No caso, estamos falando da faixa de abertura, “5th Machine”, cujo timbre das guitarras parece indicar o prenúncio de alguma música do Judas Priest em “Redeemer of Souls”. Logo fica evidente a razão de sua escolha para abrir o álbum, pois você consegue sentir a energia da banda, seja nos riffs pesados, seja na ponte e refrão excelentes, além de contar com um solo de teclado que precede o da guitarra.
A outra música é “Say No to Time” cujo ritmo acelerado nos remete à imagem de uma locomotiva à vapor em pleno movimento. Propositadamente ou não, o efeito criado remete o ouvinte à arte gráfica e deixa tudo ainda mais interessante.
O grupo também apresenta momentos de hard rock tradicional em faixas mais ritmadas, como em “Take Me Away”, na qual Fábio Cabral leva sua voz para tons mais agudos; e “Dreaming Nights”, com boa mudança de ritmo no final.
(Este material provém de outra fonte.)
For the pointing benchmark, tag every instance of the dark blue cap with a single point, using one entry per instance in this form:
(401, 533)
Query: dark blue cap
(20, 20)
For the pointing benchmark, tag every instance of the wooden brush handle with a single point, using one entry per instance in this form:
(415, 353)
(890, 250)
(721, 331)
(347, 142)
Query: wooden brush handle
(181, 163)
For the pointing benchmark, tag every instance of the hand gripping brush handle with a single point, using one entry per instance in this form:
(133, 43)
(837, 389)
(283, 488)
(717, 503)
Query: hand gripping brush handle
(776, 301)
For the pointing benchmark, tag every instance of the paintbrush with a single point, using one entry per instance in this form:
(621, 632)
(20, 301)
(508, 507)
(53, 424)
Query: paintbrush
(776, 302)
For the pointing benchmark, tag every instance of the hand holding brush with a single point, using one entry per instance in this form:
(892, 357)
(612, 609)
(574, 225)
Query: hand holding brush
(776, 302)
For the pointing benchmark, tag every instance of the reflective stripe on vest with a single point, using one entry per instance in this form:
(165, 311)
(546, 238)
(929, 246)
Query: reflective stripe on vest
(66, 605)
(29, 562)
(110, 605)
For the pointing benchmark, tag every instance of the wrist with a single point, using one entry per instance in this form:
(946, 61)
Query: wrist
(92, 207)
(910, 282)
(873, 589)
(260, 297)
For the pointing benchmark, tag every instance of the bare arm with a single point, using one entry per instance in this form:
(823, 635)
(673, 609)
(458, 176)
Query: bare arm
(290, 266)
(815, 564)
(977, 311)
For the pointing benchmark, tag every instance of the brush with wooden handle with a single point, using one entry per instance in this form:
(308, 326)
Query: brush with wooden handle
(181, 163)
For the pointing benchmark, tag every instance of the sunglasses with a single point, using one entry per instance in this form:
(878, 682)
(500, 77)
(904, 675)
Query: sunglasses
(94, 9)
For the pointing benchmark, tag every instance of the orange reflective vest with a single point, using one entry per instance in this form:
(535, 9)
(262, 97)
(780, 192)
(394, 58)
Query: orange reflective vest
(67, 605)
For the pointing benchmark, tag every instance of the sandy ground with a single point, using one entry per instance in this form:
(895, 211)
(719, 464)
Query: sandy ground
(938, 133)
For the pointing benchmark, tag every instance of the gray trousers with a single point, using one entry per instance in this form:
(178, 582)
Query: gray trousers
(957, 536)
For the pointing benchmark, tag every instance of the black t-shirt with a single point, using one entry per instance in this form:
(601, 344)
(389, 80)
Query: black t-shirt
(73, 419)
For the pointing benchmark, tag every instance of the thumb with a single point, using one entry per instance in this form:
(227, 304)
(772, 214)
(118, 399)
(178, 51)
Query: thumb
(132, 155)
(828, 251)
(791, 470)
Já o início de “Mirrors and Bones” é uma inegável homenagem ao AOR (“Adult Oriented Rock”) no melhor estilo dos suecos do The Night Flight Orchestra.
Bem, resolvi deixar para o fim a melhor faixa do álbum, pois ela sintetiza o que a banda tem de melhor: criar composições com muita melodia e emoção. “The Wind” realça bem os teclados e conta com um refrão poderoso que dificilmente sai da cabeça. Se Fábio Cabral optasse por cantá-lo 10 vezes ao longo de seus 4:55 min, eu garanto que não soaria repetitivo. Se você aceita uma sugestão, conheça a banda através desta música.
A conclusão que facilmente se chega é de um grupo que, logo em sua estreia, soube explorar muito bem a habilidade de criar um hard rock de qualidade, em um álbum que respeita a sonoridade dos anos 80, mas não abre mão de dar toques modernos ao estilo.
Melodia, ótimos refrões e uma locomotiva a pleno vapor. A banda está em movimento e, o principal, no trilho certo.